Sramana: Did you decide to go into the media industry, or did you decide to go somewhere else?
Amy Pressman: Unfortunately, coming out of business school in Europe I found that the only jobs that would pay the student loans were in investment banking and consulting. I did that for three years in Norway.
Sramana: Why did you go to Norway?
Amy Pressman: My husband is Norwegian. We run the company together, and after my second child [was born] he took over as the CEO. We met at Stanford and both ended up working at Boston Consulting Group together, based on Norway. However, I was staffed on international work cases.
While I was working at BCG, I was thinking about starting a company. One of the themes that was present when I was on Capitol Hill was that I worked with a group of senators that included Al Gore, and they were very concerned with high-tech development and keeping the country competitive.
A huge theme was why Japan was trumping the United States in electronics and in the automotive industry. At the time that I was living in Europe as a consultant. The Internet was coming into its own and the services industry, a huge swath of the economy, was not addressed in the effort to improve quality of manufacturing. Part of the reason is that services do not come off of an assembly line. I felt the Internet offered a cost-effective way to improve the quality of that industry.

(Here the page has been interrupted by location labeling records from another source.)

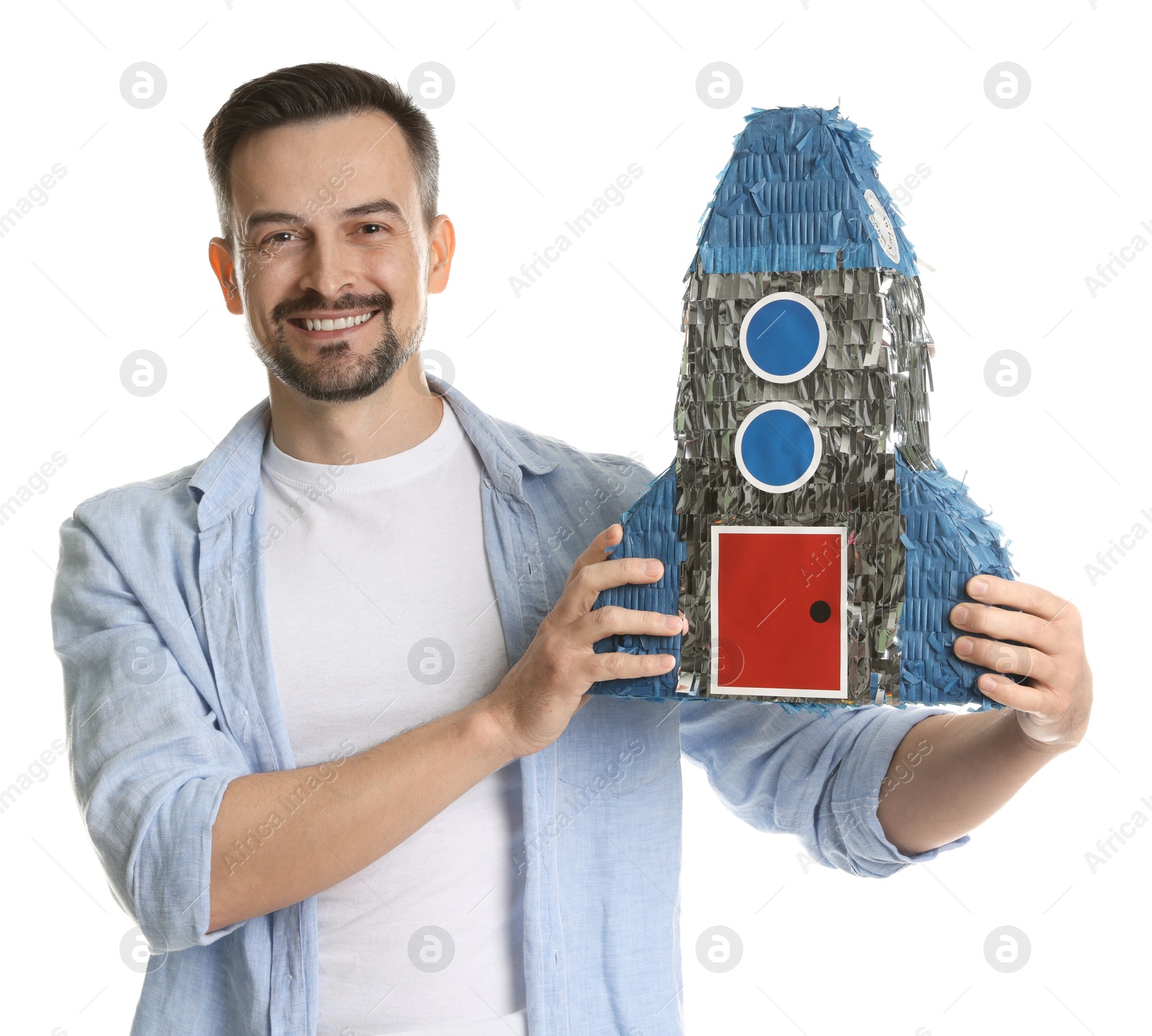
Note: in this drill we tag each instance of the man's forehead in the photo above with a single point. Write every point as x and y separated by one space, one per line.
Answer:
285 166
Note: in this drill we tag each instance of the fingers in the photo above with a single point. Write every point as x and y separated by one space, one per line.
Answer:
614 620
1004 625
595 551
1013 594
620 665
1005 658
1019 696
585 585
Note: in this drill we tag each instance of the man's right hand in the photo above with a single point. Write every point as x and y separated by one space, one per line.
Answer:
546 687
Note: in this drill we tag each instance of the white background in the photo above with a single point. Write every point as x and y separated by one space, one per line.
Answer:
551 103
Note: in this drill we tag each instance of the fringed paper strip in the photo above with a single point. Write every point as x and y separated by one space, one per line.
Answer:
948 539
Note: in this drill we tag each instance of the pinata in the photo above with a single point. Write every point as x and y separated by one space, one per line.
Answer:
809 535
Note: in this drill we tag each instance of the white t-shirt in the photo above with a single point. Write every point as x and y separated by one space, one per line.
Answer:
382 617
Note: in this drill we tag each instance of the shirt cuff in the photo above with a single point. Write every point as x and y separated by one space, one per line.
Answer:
858 793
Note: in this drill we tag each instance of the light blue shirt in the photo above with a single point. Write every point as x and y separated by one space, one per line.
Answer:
159 621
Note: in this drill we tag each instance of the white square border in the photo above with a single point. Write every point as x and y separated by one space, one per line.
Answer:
714 581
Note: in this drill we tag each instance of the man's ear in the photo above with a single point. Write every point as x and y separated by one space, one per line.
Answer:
441 248
226 274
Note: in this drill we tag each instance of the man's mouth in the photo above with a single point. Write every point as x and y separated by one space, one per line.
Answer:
322 323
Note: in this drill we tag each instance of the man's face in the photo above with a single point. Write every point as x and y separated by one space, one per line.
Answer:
331 255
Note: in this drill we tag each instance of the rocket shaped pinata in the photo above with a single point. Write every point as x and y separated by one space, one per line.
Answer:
806 531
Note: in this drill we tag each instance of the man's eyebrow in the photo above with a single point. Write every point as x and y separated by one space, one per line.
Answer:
376 207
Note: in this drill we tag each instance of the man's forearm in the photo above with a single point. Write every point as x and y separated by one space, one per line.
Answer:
288 834
950 773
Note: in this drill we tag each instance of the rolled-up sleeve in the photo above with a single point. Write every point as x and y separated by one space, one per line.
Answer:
149 763
817 777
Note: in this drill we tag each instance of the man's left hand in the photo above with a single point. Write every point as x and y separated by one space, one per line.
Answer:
1053 703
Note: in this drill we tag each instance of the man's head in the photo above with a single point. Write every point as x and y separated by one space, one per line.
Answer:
326 187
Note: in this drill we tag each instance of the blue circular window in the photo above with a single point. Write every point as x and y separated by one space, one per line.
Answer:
783 337
778 449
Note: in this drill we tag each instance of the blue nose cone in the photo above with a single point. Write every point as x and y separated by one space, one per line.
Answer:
801 193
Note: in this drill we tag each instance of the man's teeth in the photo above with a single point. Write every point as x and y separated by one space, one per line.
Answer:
339 324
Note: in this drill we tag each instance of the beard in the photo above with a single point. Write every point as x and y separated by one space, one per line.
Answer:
338 375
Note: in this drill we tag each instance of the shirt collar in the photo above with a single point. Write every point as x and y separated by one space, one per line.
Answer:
230 474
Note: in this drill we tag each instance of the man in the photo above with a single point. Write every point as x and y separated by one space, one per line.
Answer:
326 688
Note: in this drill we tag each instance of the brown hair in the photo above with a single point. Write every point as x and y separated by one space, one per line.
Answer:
308 92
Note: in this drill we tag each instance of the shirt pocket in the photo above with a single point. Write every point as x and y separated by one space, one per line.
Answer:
618 746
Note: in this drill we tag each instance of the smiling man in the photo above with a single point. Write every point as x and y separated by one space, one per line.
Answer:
326 689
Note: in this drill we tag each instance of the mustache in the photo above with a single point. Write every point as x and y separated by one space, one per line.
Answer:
353 303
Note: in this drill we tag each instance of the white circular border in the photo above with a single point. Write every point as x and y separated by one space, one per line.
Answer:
821 346
817 451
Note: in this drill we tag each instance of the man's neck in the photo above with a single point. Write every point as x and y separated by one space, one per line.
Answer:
397 418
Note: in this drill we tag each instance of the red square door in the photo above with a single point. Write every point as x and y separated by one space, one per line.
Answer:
780 611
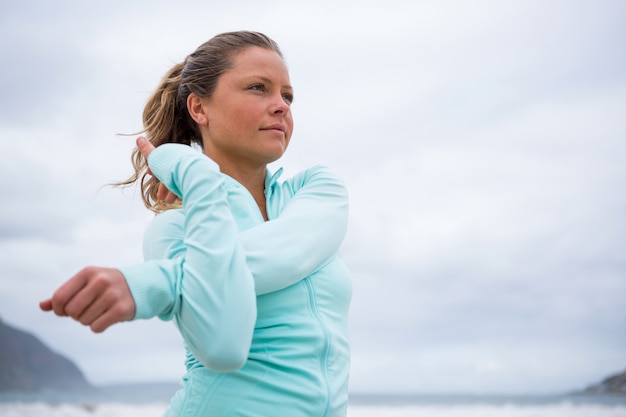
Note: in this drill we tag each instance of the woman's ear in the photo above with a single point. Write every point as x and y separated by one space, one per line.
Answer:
197 110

The idea crystallized based on work I had done while working on Capitol Hill, on work at business school, and then on the work I was doing as a consultant. I was working in a number of industries, including several projects in consumer packaging. They have a lot of rich granular benchmarking data. The original idea was about getting benchmarking data for services organizations such as hotels. Each hotel would know how it was doing in terms of customer satisfaction, not just compared to other hotels in their brand but compared to their direct competitors. That concept was virtually unattainable prior to the Internet. It would have been too costly to attempt to gather that type of data.
Sramana: Did you leave consulting to start Medallia?
Amy Pressman: I did finally decide to leave consulting to start Medallia. I also recognized that I needed to be back in the Bay Area. I will say that I now think that there are disadvantages as well as advantages to being in the Bay Area. I certainly think that entrepreneurs can start companies wherever they are and that they do not have to come here. At the time, I felt I had to move to the Bay Area.
Sramana: There is a misconception that entrepreneurs need to start a company in the Bay Area. Let’s explore that more.
Amy Pressman: I left the Bay Area in 1995. I came back in 1999. It was as if I had landed in an alien land. I returned in the middle of the bubble. I started to drink the Kool-Aid. Everyone I went to business school with was working at a startup, and they were all worth millions of dollars on paper. Just as we were getting started the bubble started to burst. That turned out to be a wonderful time to start a company.
If you start a company while money is easy, you are expected to spend money fast and create value fast. It is hard to create the type of value in a company that the ridiculous valuations were predicated upon. I think having too much money does not force entrepreneurs to prioritize and make good decisions. It does not force innovation or creativity. In my opinion, it forces you away from true entrepreneurship, which requires a gritty method of solving problems.
Additionally, there is a lot of engineering talent in the Valley. A lot of the engineers who come to the Valley are attracted to being involved in the next big thing. It becomes hard for small startups to attract top talent. It was hard to attract great talent in the pre-IPO of Google period. If you are in other locations, there may be more talent available to you.